Face aux disparités, la Confédération veut définir des règles plus claires. Les cantons en discutent eux aussi. «En Suisse orientale, nos pratiques sont harmonisées pour éviter un déplacement des étrangers vers un canton moins sévère», explique ainsi Karin Keller-Sutter, responsable saint-galloise de la Sécurité. Mais le processus a ses limites et, au final, seule une centralisation du système permettrait réellement son uniformité.

Caroline Zuercher dans 24 Heures

Surveiller les renvois forcés ?

Les vols pour des rapatriements forcés sont suspendus pendant la durée de l’enquête. Amnesty International réclame une nouvelle fois la création d’observateurs indépendants. Un article paru dans le Temps et signé Catherine Cossy.

Suite à la mort d’un demandeur d’asile nigérian lors de son expulsion, mercredi soir à Zurich, l’Office fédéral des migrations a suspendu les vols spéciaux de rapatriement en attendant les ­résultats de l’enquête. Dans une interview accordée à l’Aargauer Zeitung, le directeur de l’ODM, Alard du Bois-Reymond, a reconnu qu’il serait nécessaire d’adapter les mesures de contrainte s’il devait s’avérer qu’elles ont joué un rôle direct dans la mort du Nigérian. De même, si des fautes ont été commises dans le déroulement de la procédure, de nouvelles directives à l’intention des polices cantonales seraient également adaptées.
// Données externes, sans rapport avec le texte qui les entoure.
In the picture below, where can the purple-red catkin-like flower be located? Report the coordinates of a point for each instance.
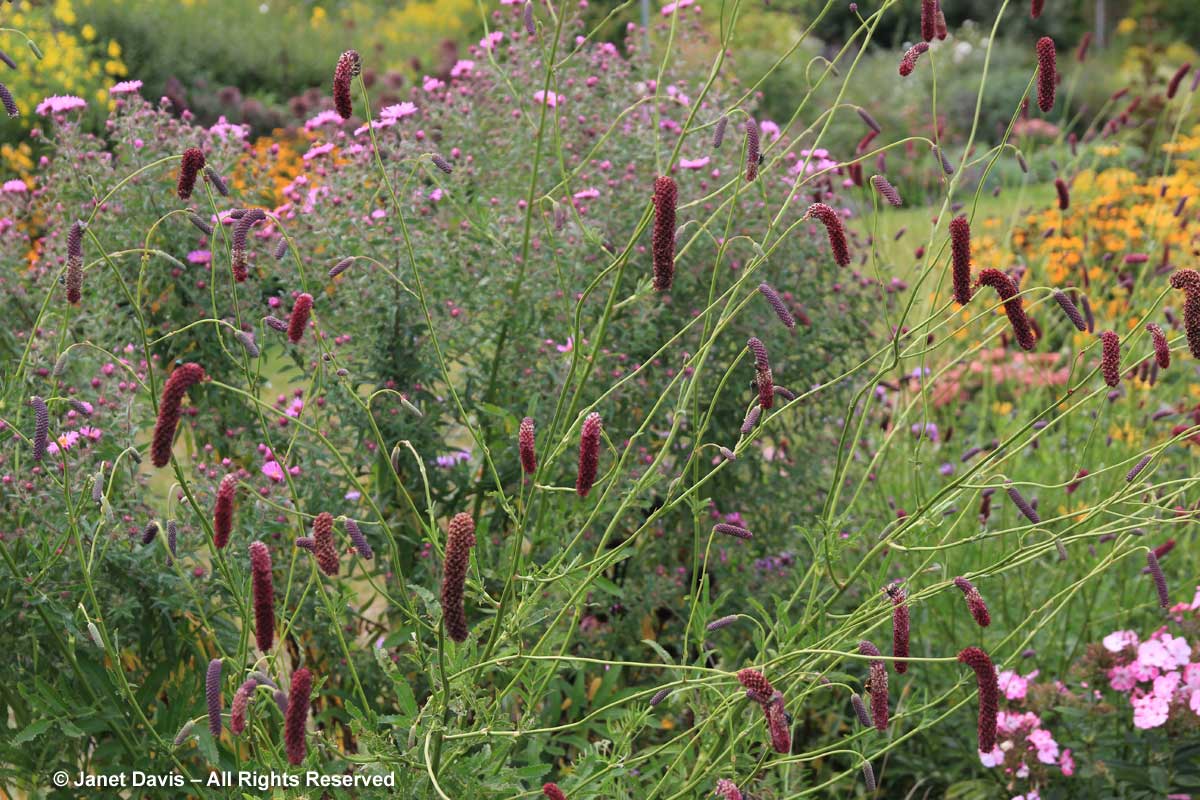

Amnesty International saisit cette occasion pour réclamer une nouvelle fois que les renvois forcés soient surveillés par des observateurs indépendants. «Lors des discussions sur la loi sur l’usage de la contrainte, nous avions demandé que l’on renonce aux chiens et aux Taser, mais que l’on prévoie des observateurs indépendants. En Autriche, par exemple, le Conseil national des droits humains, une institution qui n’a malheureusement pas sa pareille en Suisse, est informé à chaque fois qu’un vol spécial est organisé. Ses membres peuvent se présenter à l’improviste et assister à toute la procédure», explique Manon Schick, porte-parole de l’organisation. Elle poursuit: «En Suisse, la nouvelle commission indépendante de prévention de la torture pourrait jouer ce rôle.»

Jean-Pierre Restellini, son président, médecin, juriste et membre du Comité européen contre la torture, précise: «La commission a commencé son travail au début de l’année, tout reste à imaginer. Nous n’avons pas débattu de ce point précis jusqu’à maintenant. La loi fédérale est assez large, nous avons le pouvoir d’inspecter tout lieu où une personne est privée de liberté et les centres de rétention font partie du programme que nous nous sommes fixé cette première année. Mais il faut être conscient qu’une présence lors de toutes les procédures de renvoi forcé demande des moyens supplémentaires très importants.»

L’association Solidarité sans frontières, qui s’engage pour les droits des migrants et demandeurs d’asile en Suisse, n’est pas favorable à des contrôleurs indépendants. Balthasar Glättli, son secrétaire, explique: «Nous demandons de renoncer en bonne et due forme aux renvois forcés. Une mission d’accompagnement risque de donner l’impression que tous les problèmes sont résolus. Mais cela dépend beaucoup des compétences qu’elle reçoit. Peut-elle être tout le temps présente? A-t-elle le droit de témoigner sur ce qu’elle a vu? La situation n’est pas simple non plus pour les personnes et les associations qui assument cette tâche d’observation.» Solidarité sans frontières s’engage pour un retour dans la sécurité et la dignité. «Il faut travailler avec des incitations. Si l’on pense à ce que coûte l’internement en vue de l’expulsion et aux vols spéciaux mêmes, cet argent pourrait être mieux investi», poursuit Balthasar Glättli.

Depuis 2009, la Suisse est tenue, en vertu des Accords de Schengen, de respecter la directive de l’Union européenne sur le retour des ressortissants de pays tiers en séjour irrégulier qui vise à favoriser, dans la mesure du possible, le retour volontaire.